# Spatial Data Structures
- KD-Trees for nearest neighbor search
- Real examples: Location search, Recommendation systems

In [None]:
import numpy as np
from scipy.spatial import KDTree, cKDTree
import matplotlib.pyplot as plt
print('Spatial data structures module loaded')

## KD-Tree Basics
**Purpose**: Fast nearest neighbor search in multi-dimensional space

**Complexity**:
- Build: O(n log n)
- Query: O(log n) average
- Brute force: O(n)

**Use when**: Need repeated nearest neighbor queries

**cKDTree**: C implementation, faster

In [None]:
# Random points in 2D
np.random.seed(42)
points = np.random.rand(1000, 2) * 100

print(f'Building KD-Tree')
print(f'  Points: {len(points)}')
print(f'  Dimensions: {points.shape[1]}\n')

# Build tree
tree = KDTree(points)
print(f'Tree built successfully')
print(f'  Tree size: {tree.n} points')
print(f'  Tree depth: ~{int(np.log2(tree.n))}')

## Nearest Neighbor Query
Find k nearest neighbors to a query point

**Methods**:
- `query(x, k)`: k nearest neighbors
- `query_ball_point(x, r)`: All within radius r
- `query_pairs(r)`: All pairs within distance r

In [None]:
# Query point
query_point = np.array([50, 50])
k = 5

print(f'Query: Find {k} nearest neighbors to {query_point}\n')

# k-NN search
distances, indices = tree.query(query_point, k=k)

print(f'Results:')
for i, (dist, idx) in enumerate(zip(distances, indices)):
    print(f'  {i+1}. Point {idx}: {points[idx]}, distance={dist:.2f}')

## Range Search
Find all points within radius r

In [None]:
# Range query
radius = 10
indices_range = tree.query_ball_point(query_point, r=radius)

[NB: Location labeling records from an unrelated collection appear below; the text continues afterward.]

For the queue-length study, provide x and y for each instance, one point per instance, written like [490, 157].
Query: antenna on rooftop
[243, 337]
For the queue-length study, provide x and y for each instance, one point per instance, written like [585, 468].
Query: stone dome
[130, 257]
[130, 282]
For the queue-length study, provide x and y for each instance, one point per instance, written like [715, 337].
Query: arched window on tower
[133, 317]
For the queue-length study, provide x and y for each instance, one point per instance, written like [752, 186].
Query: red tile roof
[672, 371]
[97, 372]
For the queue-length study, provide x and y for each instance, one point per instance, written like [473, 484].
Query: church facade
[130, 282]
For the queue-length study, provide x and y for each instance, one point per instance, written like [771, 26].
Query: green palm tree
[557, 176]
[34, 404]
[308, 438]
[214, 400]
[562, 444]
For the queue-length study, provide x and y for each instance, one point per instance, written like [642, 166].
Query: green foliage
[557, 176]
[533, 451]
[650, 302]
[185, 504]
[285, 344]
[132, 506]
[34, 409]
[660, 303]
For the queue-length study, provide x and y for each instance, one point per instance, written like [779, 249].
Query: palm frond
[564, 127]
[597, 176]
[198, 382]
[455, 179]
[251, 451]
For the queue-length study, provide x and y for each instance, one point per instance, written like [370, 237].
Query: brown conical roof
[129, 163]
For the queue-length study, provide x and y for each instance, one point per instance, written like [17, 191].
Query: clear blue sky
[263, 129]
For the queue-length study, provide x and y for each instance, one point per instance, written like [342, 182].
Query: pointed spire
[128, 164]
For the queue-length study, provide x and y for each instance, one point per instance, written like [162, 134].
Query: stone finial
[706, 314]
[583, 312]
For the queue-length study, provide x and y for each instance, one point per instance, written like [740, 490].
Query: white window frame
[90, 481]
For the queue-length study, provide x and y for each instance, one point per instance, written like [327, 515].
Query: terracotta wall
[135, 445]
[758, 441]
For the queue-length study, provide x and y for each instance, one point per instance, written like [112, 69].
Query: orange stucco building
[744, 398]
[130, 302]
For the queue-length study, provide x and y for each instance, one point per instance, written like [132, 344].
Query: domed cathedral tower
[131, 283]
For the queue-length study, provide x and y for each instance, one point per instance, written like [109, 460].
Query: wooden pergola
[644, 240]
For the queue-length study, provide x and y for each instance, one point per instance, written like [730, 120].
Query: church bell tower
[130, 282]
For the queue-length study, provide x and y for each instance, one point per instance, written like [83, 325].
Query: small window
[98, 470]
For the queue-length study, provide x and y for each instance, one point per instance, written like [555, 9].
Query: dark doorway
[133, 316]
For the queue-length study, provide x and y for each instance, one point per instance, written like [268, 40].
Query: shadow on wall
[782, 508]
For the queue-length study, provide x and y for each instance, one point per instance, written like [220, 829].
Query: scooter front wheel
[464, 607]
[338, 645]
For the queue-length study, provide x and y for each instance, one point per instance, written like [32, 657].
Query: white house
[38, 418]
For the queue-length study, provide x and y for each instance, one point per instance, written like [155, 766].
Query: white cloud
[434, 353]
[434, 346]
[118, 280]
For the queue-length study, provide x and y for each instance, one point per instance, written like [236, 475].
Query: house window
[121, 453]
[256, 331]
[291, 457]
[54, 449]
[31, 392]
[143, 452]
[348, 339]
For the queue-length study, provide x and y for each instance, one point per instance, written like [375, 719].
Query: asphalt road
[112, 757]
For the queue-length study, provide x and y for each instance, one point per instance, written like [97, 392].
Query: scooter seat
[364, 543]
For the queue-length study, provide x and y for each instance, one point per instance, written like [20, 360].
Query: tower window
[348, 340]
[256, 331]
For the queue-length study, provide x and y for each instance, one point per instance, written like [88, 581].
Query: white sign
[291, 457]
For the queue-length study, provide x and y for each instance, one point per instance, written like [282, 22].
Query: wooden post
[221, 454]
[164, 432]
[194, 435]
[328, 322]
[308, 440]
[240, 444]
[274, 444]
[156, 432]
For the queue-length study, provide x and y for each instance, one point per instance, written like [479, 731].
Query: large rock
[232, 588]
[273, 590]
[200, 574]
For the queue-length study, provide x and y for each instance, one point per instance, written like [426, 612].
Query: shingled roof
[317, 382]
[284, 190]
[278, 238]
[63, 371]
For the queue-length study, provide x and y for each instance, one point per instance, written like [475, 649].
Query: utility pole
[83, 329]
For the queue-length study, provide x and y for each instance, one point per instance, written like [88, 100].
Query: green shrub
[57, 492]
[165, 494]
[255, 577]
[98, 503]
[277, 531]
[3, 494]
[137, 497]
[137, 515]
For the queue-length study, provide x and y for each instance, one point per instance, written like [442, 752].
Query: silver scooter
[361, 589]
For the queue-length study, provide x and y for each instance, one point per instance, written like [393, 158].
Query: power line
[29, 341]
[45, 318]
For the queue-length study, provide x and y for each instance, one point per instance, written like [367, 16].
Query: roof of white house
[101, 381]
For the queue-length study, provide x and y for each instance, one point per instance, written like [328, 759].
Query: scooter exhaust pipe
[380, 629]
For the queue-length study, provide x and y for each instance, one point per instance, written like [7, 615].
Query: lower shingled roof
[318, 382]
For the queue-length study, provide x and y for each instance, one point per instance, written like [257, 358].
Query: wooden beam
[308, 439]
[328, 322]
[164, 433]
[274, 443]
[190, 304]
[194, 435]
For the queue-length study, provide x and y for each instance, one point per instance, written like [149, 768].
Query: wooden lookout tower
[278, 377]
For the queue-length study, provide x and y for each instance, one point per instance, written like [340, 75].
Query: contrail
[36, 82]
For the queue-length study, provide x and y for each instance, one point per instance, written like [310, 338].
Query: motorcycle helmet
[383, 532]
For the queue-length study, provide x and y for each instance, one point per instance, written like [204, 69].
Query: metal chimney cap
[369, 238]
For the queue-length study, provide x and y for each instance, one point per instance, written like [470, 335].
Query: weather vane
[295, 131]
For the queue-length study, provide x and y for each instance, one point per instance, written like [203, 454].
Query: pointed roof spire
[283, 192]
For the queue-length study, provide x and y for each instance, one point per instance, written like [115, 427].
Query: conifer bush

print(f'Range search: radius={radius}')
print(f'  Found {len(indices_range)} points within range')

## Real Example: Store Locator
Find nearest stores to customer location
Applications: Retail, logistics, delivery

In [None]:
# Store locations (lat, lon in simplified coordinates)
np.random.seed(42)
store_locations = np.random.rand(100, 2) * 50  # 100 stores
store_names = [f'Store_{i:03d}' for i in range(100)]

print('Store Locator System')
print(f'  Total stores: {len(store_locations)}\n')

# Build KD-Tree
store_tree = KDTree(store_locations)

# Customer location
customer_loc = np.array([25.5, 30.2])
print(f'Customer location: {customer_loc}')
print(f'Find 3 nearest stores:\n')

# Find nearest stores
dists, indices = store_tree.query(customer_loc, k=3)

for i, (dist, idx) in enumerate(zip(dists, indices)):
    print(f'  {i+1}. {store_names[idx]}')
    print(f'     Location: {store_locations[idx]}')
    print(f'     Distance: {dist:.2f} km\n')

## Real Example: Recommendation System
Find similar users/items
Collaborative filtering

In [None]:
# User feature vectors (100 users, 20 features)
np.random.seed(42)
n_users = 100
n_features = 20
user_features = np.random.randn(n_users, n_features)

# Normalize (cosine similarity)
user_features = user_features / np.linalg.norm(user_features, axis=1, keepdims=True)

print('Recommendation System')
print(f'  Users: {n_users}')
print(f'  Features per user: {n_features}\n')

# Build tree
user_tree = KDTree(user_features)

# Find similar users
target_user = 42
k_similar = 5

print(f'Find users similar to User_{target_user}:')
dists, similar_users = user_tree.query(user_features[target_user], k=k_similar+1)

# Skip first (self)
for i, (dist, user_id) in enumerate(zip(dists[1:], similar_users[1:])):
    similarity = 1 - dist  # Convert distance to similarity
    print(f'  {i+1}. User_{user_id}: similarity={similarity:.3f}')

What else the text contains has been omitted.